Gson is fundamentally built to inspect the type of the object you want to populate in order to determine how to parse the data. If you don't give it any hint, it's not going to work very well. One option is to define a custom JsonDeserializer, however better would be to not use a HashMap (and definitely don't use Hashtable!) and instead give Gson more information about the type of data it's expecting.

class Response {
  int id;
  int field_id;
  ArrayList<ArrayList<Integer>> body; // or whatever type is most apropriate
}

responses = new Gson()
            .fromJson(draft, new TypeToken<ArrayList<Response>>(){}.getType());

Again, the whole point of Gson is to seamlessly convert structured data into structured objects. If you ask it to create a nearly undefined structure like a list of maps of objects, you're defeating the whole point of Gson, and might as well use some more simplistic JSON parser.

Upvotes: 50

Martin Wickman
Martin Wickman

Reputation: 19925

This works:

 Gson gson = new GsonBuilder().
        registerTypeAdapter(Double.class,  new JsonSerializer<Double>() {   

    @Override
    public JsonElement serialize(Double src, Type typeOfSrc, JsonSerializationContext context) {
        if(src == src.longValue())
            return new JsonPrimitive(src.longValue());          
        return new JsonPrimitive(src);
    }
 }).create();

Upvotes: 41

Steve Kallestad
Steve Kallestad

Reputation: 3573

I'm late to the party, but I just ran into this myself.
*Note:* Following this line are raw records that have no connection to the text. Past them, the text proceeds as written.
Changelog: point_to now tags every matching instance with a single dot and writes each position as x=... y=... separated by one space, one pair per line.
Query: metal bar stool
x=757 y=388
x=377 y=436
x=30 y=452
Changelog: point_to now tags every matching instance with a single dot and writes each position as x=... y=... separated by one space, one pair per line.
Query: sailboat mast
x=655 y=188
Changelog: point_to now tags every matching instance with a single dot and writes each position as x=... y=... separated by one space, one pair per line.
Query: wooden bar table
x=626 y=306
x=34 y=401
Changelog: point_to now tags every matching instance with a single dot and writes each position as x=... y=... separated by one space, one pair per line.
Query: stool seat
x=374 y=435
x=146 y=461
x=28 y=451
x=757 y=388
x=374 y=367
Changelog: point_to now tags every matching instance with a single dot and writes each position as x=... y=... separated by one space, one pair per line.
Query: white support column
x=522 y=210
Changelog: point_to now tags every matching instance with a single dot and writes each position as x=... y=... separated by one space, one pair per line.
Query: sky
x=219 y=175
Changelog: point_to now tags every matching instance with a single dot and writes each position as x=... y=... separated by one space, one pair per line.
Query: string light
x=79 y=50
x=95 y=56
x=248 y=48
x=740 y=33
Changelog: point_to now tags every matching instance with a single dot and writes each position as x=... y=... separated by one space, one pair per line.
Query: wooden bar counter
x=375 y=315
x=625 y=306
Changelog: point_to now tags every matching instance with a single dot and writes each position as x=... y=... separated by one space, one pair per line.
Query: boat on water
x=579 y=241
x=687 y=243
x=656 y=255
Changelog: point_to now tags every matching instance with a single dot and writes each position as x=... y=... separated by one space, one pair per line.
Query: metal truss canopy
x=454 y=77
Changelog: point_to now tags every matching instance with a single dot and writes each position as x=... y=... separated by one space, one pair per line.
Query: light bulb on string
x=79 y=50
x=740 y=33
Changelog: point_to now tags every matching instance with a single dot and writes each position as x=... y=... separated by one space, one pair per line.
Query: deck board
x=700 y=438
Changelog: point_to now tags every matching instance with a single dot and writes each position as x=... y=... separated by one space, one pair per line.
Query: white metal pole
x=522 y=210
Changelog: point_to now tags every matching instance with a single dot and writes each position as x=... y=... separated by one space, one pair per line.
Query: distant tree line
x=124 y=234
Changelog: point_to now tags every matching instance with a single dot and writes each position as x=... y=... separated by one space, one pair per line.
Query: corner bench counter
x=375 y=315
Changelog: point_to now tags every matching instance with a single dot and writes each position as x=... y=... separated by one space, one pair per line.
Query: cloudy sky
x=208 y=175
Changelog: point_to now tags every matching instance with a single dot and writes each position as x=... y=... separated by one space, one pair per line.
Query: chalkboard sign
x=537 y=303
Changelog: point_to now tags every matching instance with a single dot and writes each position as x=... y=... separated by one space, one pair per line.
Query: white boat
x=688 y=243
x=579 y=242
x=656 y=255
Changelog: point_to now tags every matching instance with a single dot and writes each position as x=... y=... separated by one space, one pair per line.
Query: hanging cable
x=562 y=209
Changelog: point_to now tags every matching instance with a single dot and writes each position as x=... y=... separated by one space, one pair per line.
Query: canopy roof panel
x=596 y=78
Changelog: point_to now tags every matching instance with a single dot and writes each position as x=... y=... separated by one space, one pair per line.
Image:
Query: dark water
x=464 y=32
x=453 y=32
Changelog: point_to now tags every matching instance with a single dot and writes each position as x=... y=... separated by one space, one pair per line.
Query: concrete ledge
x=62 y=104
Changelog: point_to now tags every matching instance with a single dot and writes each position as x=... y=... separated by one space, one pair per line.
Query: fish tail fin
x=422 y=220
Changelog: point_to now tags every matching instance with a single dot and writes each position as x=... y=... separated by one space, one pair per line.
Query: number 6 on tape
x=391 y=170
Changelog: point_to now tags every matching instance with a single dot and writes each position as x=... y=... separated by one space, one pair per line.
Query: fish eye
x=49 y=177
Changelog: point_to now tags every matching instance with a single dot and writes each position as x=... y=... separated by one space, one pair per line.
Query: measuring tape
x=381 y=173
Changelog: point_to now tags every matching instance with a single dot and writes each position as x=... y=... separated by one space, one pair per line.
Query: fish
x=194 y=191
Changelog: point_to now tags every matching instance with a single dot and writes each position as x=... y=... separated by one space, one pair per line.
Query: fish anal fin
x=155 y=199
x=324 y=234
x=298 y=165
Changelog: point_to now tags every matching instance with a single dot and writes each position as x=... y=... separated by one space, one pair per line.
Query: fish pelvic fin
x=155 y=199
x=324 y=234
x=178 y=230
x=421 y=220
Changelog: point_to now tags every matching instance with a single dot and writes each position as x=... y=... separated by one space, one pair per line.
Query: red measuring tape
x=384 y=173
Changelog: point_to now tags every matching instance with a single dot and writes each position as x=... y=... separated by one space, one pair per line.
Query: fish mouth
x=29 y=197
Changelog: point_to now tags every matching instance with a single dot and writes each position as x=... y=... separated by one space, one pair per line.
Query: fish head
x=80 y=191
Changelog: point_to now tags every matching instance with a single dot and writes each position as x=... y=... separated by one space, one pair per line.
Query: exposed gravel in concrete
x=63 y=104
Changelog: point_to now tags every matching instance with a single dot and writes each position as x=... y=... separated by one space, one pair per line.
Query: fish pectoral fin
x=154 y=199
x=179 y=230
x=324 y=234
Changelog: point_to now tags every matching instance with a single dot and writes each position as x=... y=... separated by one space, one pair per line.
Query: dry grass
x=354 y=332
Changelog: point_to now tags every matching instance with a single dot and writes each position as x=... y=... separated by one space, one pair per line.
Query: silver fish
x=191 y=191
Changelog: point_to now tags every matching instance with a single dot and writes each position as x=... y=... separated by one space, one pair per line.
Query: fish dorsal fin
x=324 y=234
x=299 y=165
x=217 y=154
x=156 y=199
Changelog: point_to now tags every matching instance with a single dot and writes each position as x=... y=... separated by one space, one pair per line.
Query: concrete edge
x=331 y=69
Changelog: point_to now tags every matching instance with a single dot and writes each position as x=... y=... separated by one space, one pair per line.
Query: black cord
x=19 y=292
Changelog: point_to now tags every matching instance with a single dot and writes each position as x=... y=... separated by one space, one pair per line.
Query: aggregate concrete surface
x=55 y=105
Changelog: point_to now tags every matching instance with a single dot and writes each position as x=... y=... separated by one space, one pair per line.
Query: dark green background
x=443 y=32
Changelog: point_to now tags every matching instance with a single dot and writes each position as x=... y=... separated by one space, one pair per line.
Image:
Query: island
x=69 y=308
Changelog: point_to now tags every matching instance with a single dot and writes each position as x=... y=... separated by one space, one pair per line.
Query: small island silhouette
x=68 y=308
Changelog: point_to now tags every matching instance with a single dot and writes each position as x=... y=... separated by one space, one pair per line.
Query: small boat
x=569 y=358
In my case, I didn't want to specify an Integer type in my ArrayList - since it could be a String or an Integer.

My solution is as follows:

GsonBuilder gsonBuilder = new GsonBuilder();
gsonBuilder.registerTypeAdapter(Double.class,  new JsonSerializer<Double>() {

    public JsonElement serialize(Double src, Type typeOfSrc,
                JsonSerializationContext context) {
            Integer value = (int)Math.round(src);
            return new JsonPrimitive(value);
        }
    });

Gson gs = gsonBuilder.create();

Rather than using the default Gson definition with Gson gs = new Gson();, I have overridden the Double.class serialization to return an integer.

In my case, I have Strings and Integers within my JSON, but I do not have any doubles, so this doesn't pose a problem.

If you need a double or a float value, I suppose it would be possible to add some logic that tested the value for attributes specific to each datatype and returned an appropriate value. Something like

if(/*source has a decimal point*/){
  return new JsonPrimitive(src); 
} else if (/* source has some attribute of a Float */){
  Float value = /*convert the src value from double to a Float */;
  return new JsonPrimitive(value);
} else {
  //it looks like an integer
  Integer value = (int)Math.round(src);
  return new JsonPrimitive(value);
}

I don't know how to test for or convert those datatypes off the top of my head, but this should put you on the right path.